専門家によると、 RCEP協定の恩恵は甚大であるものの、多くのベトナム企業は未だその恩恵を十分に享受できていない。特に、多くのベトナム製品がこの市場圏に輸出されているにもかかわらず、市場で独自のブランドを見つけることは非常に困難であり、この市場で確固たる地位を築くために自社ブランドの開発に注力している企業はほとんどない。
商工省貿易振興庁貿易振興政策部副部長のチン・フエン・マイ氏は、ベトナム企業は現在、大半が中小企業であり、主に加工チェーンを通じて輸出しているか、原材料を海外の製造・加工業者への投入物として輸出していると述べた。その後、製品は海外のパートナー企業によって加工・包装され、自社ブランドで輸出されている。

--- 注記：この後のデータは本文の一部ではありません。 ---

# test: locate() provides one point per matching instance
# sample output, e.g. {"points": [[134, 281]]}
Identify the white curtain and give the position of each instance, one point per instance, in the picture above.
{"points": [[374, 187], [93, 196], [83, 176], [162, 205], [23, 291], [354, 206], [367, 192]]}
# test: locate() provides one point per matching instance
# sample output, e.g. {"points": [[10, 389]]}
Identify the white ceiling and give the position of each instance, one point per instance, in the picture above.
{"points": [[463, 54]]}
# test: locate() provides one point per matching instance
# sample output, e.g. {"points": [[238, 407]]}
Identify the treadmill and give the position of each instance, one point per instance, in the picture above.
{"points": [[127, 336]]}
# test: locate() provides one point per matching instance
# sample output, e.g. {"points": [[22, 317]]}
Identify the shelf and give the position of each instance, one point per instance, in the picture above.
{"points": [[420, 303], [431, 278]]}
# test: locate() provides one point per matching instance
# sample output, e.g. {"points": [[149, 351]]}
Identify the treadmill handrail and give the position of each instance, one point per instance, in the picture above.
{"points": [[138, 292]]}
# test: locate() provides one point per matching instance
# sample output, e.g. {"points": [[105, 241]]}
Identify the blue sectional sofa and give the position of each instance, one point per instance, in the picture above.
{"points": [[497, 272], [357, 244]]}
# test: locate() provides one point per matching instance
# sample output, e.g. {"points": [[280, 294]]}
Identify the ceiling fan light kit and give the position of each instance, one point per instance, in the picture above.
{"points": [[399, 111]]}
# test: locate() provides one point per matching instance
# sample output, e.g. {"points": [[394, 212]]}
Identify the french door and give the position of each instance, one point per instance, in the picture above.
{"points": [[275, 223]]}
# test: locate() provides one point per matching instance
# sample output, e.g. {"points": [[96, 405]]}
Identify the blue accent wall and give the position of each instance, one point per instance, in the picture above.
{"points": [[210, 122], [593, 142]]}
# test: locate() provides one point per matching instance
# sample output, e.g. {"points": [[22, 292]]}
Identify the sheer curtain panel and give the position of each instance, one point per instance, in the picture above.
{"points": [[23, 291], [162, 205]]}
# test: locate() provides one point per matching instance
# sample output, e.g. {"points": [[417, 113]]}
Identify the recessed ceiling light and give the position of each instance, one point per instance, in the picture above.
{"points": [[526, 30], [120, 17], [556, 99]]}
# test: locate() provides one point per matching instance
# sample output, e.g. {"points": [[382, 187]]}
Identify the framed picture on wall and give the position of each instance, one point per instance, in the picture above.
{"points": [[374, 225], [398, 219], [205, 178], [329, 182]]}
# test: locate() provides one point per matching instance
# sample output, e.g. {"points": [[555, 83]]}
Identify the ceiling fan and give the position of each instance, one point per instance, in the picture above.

そのため、国際市場におけるベトナム製品の付加価値とプライベートブランドは依然として低い。
現実には、潜在力、市場理解、綿密に練られた戦略を持つ少数の企業のみが自社ブランドの開発に成功しており、大多数の企業は依然として資金、技術、競争力の面で困難に直面しています。
「ブランド輸出立国」の志
経済専門家のグエン・ミン・フォン博士によると、多くのベトナム企業は、特に深層統合の文脈において、ブランド構築の問題に依然として苦戦しているという。最大の弱点は、低いスタート地点、長期的なビジョンの欠如、そして体系的なブランド管理基盤の欠如である。多くの企業は、ブランドを戦略的資産として捉えることなく、生産と短期的な収益のみに焦点を当てており、その結果、ベトナム製品は品質は高いものの、国際的なブランドマップ上で明確なポジションを獲得できていないという状況に陥っている。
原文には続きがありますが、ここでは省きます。